Postmortem Scaleway global outage on FR-PAR region 2025-03-10

On March 10th 2025 at 16:22 UTC network operation led to an outage on the FR-PAR region for all products.

Duration and impacted products:

Trigger

Network: 16:22 to 16:27 UTC

Impact localized to FR-PAR region

DNS authoritative and cache : 16:23 to 17:20 UTC
Object storage: 16:23 to 18:00 UTC
Kubernetes Kapsule: 16:23 to 18:00 UTC
Virtual Instances: 16:23 to 17:10 UTC
Transactional Email: 16:23 to 16:27 UTC
Dedibox - dedicated servers (DC5): 16:23 to 16:27 UTC
Elastic Metal (FR-PAR-2): 16:23 to 16:27 UTC

Incident Trigger

Scaleway's Network team was connecting a new datacenter to our backbone in the FR-PAR region. During this operation an human mistake in a router configuration during the new datacenter deployment led to rerouting 1Tbps+ of traffic between OpCore DC3 and DC5 via a single 100Gbps link (timestamp of the event 16:23).

This meant that the 100Gbps link was saturated and most of the internet traffic was kind of blackholed. This led to severe public Internet connectivity disruption between FR-PAR-2 AZ and the rest of PAR region. The error was quickly detected and rolled-back within 4 minutes, at 16:27 UTC the correct configuration was restored.

Network has taken until 16:27 UTC to converge and be stable.

Impacts

Only public Internet connectivity was impacted during this incident. VPC communication was not impacted, neither within FR-PAR-1 and FR-PAR-2, nor between PAR1-PAR2-PAR3. Dedibox RPN was not impacted.

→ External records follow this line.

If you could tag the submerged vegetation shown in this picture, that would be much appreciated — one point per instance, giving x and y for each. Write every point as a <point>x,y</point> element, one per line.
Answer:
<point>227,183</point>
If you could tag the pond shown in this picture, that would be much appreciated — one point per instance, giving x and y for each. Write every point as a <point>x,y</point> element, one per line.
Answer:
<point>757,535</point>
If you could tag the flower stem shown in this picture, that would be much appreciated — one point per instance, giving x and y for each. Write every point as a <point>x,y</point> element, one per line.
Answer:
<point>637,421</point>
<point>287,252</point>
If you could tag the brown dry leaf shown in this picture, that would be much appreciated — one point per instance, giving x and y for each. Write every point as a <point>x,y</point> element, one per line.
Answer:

Others products have suffered side effects due to the activation of rollback and switchover mechanisms. But due to the fact that the whole FR-PAR-2 AZ connectivity was impacted, these mechanisms were unsuccessful. The network was not down per say, only heavily congested due to that the protection mechanisms were going back and forth. This led to overall instability of many products.

When the connectivity was restored (in 4 minutes after the initial trigger event), it took from minutes to dozens of minutes after the initial event (depending on the product) to restore the normal operation.

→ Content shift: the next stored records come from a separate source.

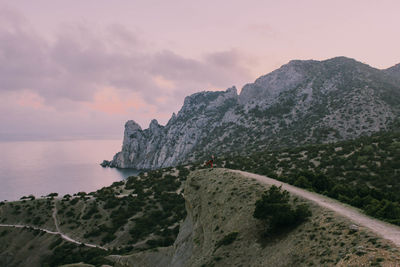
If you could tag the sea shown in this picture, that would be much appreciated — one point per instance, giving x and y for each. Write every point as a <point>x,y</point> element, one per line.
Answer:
<point>64,167</point>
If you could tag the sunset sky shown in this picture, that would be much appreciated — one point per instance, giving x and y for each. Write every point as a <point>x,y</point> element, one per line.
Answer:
<point>80,69</point>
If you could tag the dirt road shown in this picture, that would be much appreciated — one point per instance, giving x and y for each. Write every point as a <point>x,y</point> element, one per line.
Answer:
<point>385,230</point>
<point>58,232</point>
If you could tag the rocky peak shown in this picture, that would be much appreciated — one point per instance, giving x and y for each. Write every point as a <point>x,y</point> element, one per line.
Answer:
<point>154,127</point>
<point>131,126</point>
<point>131,130</point>
<point>301,102</point>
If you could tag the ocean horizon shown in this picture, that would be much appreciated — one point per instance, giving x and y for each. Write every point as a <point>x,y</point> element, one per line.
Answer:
<point>57,166</point>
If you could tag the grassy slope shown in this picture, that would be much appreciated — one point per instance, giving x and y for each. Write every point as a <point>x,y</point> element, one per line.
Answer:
<point>224,203</point>
<point>221,203</point>
<point>132,215</point>
<point>362,172</point>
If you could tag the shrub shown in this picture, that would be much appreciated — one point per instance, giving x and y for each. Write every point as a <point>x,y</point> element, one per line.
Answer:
<point>275,209</point>
<point>227,240</point>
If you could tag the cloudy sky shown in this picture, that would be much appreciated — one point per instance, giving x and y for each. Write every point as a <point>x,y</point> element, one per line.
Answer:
<point>81,68</point>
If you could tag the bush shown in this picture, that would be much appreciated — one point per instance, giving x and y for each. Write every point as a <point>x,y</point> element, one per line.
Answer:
<point>227,240</point>
<point>275,209</point>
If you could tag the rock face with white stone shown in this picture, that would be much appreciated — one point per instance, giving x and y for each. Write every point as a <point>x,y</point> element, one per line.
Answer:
<point>301,102</point>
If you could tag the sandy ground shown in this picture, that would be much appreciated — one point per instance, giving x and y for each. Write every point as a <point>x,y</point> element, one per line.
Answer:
<point>385,230</point>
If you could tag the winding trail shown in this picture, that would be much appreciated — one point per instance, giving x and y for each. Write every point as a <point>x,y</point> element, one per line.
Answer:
<point>58,232</point>
<point>385,230</point>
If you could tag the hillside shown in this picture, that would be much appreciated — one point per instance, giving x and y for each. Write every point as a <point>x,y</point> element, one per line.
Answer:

Scaleway Object Storage was one of the impacted products:

Object storage, being a regional product, inter AZ data-replication was cut during the connectivity issue. Due to a software bug on the Object Storage stack, the data replication was not rate-limited and it saturated some links when connectivity was restored, inducing latencies and packet drops.

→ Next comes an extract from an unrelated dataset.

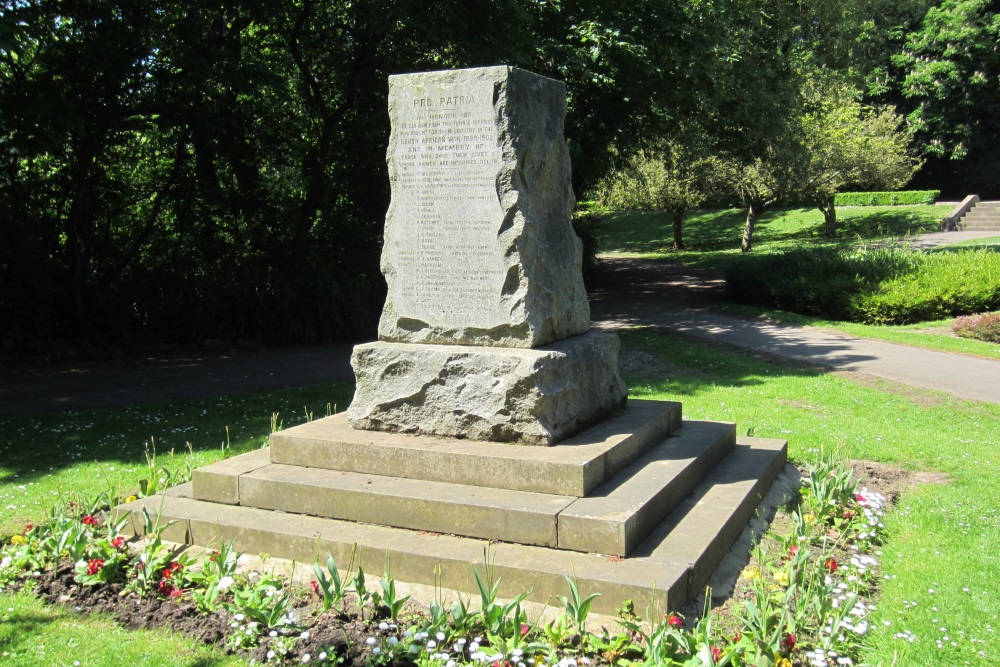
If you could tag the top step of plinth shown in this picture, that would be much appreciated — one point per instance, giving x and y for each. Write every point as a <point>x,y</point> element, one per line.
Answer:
<point>574,467</point>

The whole FR-PAR region experienced severe dysfunction of the ObjectStorage service for around 25 minutes (up until ~16:50 UTC)

No customer data loss was experienced.

At around 16:50 UTC normal operation was restored.

Root cause identified and measures being taken:

Improving change management: hardening the peer-review and production communication process.

Improving production procedure by implementing more failsafe and test before applying network configuration at backbone level.

Object Storage synchronization software issue is identified, fix developed, tested and being deployed.

‌

We apologize for the incident and the delay to bring up this postmortem.

Posted Apr 17, 2025 - 17:11 CEST

Resolved

Situation is back to normal on all products.
We close the incident.
A postmortem is available in the history of this ticket.

Posted Mar 10, 2025 - 18:42 CET

Monitoring

The network public connectivity was almost fully blackholed in PAR2/DC5 between 17:22 and 17:28, this affected all products.
The situation is slowly coming back to normal.
The root cause is a configuration issue on a router for a new DC in PAR.

Posted Mar 10, 2025 - 18:19 CET

Identified

The root cause has been identified and we are working to recover impacted services.
We'll share more details about this issue as soon as possible.

Posted Mar 10, 2025 - 18:00 CET

Investigating

Network instabilities impacting multiple products, we're already working on it. Thank you for your patience.

Posted Mar 10, 2025 - 17:42 CET

This incident affected: Elements - AZ (fr-par-1, fr-par-2, fr-par-3) and Dedibox - Datacenters (DC5).